Immediately after the Hamas attack, Israel launched its offensive with the declared aim of destroying the group. The war has so far killed more than 11,000 people in Gaza, according to the Hamas-run health ministry, including more than 4,500 children.

I ask him what he thought of the civilian casualties. Yakir avoids answering my question directly, except to say that the IDF gives prior warning to evacuate civilians before striking.

But in a war, he says, civilian deaths are unavoidable. "You have to remember, we didn't start this war."

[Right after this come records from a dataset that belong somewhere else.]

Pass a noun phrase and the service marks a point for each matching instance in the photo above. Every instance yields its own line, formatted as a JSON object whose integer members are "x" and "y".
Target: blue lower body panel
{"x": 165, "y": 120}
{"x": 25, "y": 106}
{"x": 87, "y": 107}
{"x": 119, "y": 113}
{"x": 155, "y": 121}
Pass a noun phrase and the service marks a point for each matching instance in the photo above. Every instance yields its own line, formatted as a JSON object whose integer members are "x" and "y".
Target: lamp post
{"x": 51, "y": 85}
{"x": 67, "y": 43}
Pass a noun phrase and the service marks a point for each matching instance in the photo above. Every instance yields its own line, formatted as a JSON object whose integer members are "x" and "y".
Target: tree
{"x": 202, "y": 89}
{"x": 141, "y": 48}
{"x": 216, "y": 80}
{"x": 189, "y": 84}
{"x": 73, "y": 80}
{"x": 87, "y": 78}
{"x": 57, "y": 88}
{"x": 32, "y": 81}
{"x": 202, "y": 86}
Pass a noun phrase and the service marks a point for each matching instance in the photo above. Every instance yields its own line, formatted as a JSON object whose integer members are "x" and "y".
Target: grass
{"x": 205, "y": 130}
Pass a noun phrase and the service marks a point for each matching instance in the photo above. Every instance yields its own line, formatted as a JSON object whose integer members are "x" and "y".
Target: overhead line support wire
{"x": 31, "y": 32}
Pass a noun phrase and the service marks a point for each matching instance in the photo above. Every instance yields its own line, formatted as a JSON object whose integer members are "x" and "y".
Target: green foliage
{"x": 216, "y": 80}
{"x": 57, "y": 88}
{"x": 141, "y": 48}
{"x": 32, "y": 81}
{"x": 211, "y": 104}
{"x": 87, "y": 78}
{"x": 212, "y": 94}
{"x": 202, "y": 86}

Instead of waiting to be called up, he put himself forward for active duty and tells me that he is fighting to live in a world in which Hamas - which Israel, the UK and other countries consider a terrorist organisation - no longer exists.

"But it was not easy, to leave what seemed like a perfect life for me, until that morning of 7 October."

While he was waiting to be deployed, he wanted to make the most of his "normal life" with his boyfriend. They went to the familiar places that they enjoyed visiting before 7 October.

"There's a lake in Ramat Gan national park. I went there with my boyfriend and some other friends. I just wanted to look at the dusk. I felt that it was the last time I was having a normal life before I was going to the army. I was sitting there, looking at the water, and quietly saying goodbye."

Yakir was first deployed in the southern town of Sderot. He spent two weeks patrolling the city's streets. There were reports of Hamas gunmen still at large, and he saw some gunmen being captured.

"I didn't sleep a lot. Fear was waking me up. I was missing my family. I was tired, hungry."

We spoke as Yakir was preparing to enter Gaza, on foot and after nightfall. He didn't know how long his deployment would be.

"Inside Gaza, we won't have any cell phones. The enemy can track them and strike with missiles," he said.

During a recent operation on the Gaza border, Yakir says, the whole unit had only one phone between them - a secure military phone - which he was sometimes able to use to send a short message to his boyfriend to say he was ok. His boyfriend then passed those messages on to his family.

But this time he thinks it might not be so easy to stay in touch.

Yakir just wants to believe that the war will be over quickly, or else that he will be replaced by another soldier, so that he can go back home.

The lives of all Israelis have changed forever, Yakir tells me, and he is driven by a sense of unity that he tells me everyone in Israel feels at the moment. "Feeling unsafe is our national trauma now."

Before the war, the country was deeply divided over the government's controversial judicial overhaul plans, which led to months of protests.

"What happened shocked the country so much that we decided we didn't want to fight with each other anymore," Yakir says. "The 7th of October reunited us. Orthodox and non-Orthodox, right wing and left wing, we're one nation today."

As we end our call, Yakir tells me that he is very afraid.

"I know terrorists can pop up from tunnels, shoot at us and go back into the tunnels."

"Already one officer of my unit has been killed. They can shoot rockets at us, and there are no alerts in Gaza."